Prononcé publiquement par mise à disposition au greffe, les parties ayant été préalablement avisées dans les conditions prévues au deuxième alinéa de l'article 450 du code de procédure civile.
Signé par Mme Bénédicte MANTEAUX, Présidente et par M. Fabien OEUVRAY, Greffier.
Le Greffier La Présidente
Exposé du litige
EXPOSÉ DES FAITS ET DE LA PROCÉDURE
La SAS [1] (ci-après dénommée la société [1]) exploite sous l'enseigne [Etablissement 1] un hypermarché situé à [Localité 2].
Mme [L] [P] a été embauchée par le magasin à compter du 21 octobre 2002. Elle a occupé pendant 8 ans un poste d'employée polyvalente rattachée au secteur caisse puis, à compter du 1er février 2011 et jusqu'au terme du contrat de travail qui a pris fin le 29 juillet 2022 (licenciement pour inaptitude), celui de responsable qualité relevant du statut de cadre.

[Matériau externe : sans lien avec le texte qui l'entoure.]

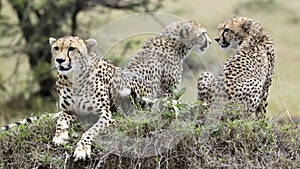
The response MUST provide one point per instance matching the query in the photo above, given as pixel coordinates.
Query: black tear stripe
(69, 55)
(204, 46)
(223, 35)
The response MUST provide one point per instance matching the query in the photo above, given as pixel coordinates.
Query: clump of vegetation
(173, 134)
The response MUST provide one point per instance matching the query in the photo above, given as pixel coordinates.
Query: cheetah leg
(204, 86)
(83, 149)
(262, 108)
(62, 127)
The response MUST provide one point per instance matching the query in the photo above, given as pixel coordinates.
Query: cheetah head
(66, 52)
(194, 35)
(233, 31)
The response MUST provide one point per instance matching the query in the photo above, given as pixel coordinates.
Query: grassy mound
(176, 137)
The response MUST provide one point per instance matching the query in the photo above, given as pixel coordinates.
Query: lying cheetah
(247, 74)
(86, 83)
(160, 60)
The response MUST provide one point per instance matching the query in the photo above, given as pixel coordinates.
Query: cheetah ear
(247, 25)
(185, 31)
(91, 44)
(52, 41)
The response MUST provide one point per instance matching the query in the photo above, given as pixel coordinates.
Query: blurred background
(27, 82)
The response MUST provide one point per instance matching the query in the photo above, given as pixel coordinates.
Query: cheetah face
(232, 32)
(195, 35)
(67, 51)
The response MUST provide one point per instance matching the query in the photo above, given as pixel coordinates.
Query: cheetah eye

Par déclaration du 2 août 2021, Mme [L] [P] a demandé la reconnaissance de la maladie dont elle est atteint, à savoir une « dépression anxieuse réactionnelle », au titre de la législation professionnelle.
La caisse primaire d'assurance maladie de la Drôme (ci-après nommée la CPAM) a procédé à des investigations médico-administratives. Le médecin conseil a retenu que cette pathologie ne relève d'aucun tableau des maladies professionnelles et a estimé que le taux d'incapacité permanente prévisible était supérieur ou égal à 25 %.
Le dossier de Mme [P] a donc été transmis au comité régional de reconnaissance des maladies professionnelles de la région Auvergne Rhône Alpes (le CRRMP Au RA) conformément aux dispositions de l'article L. 461-1 alinéa 4 du code de la sécurité sociale.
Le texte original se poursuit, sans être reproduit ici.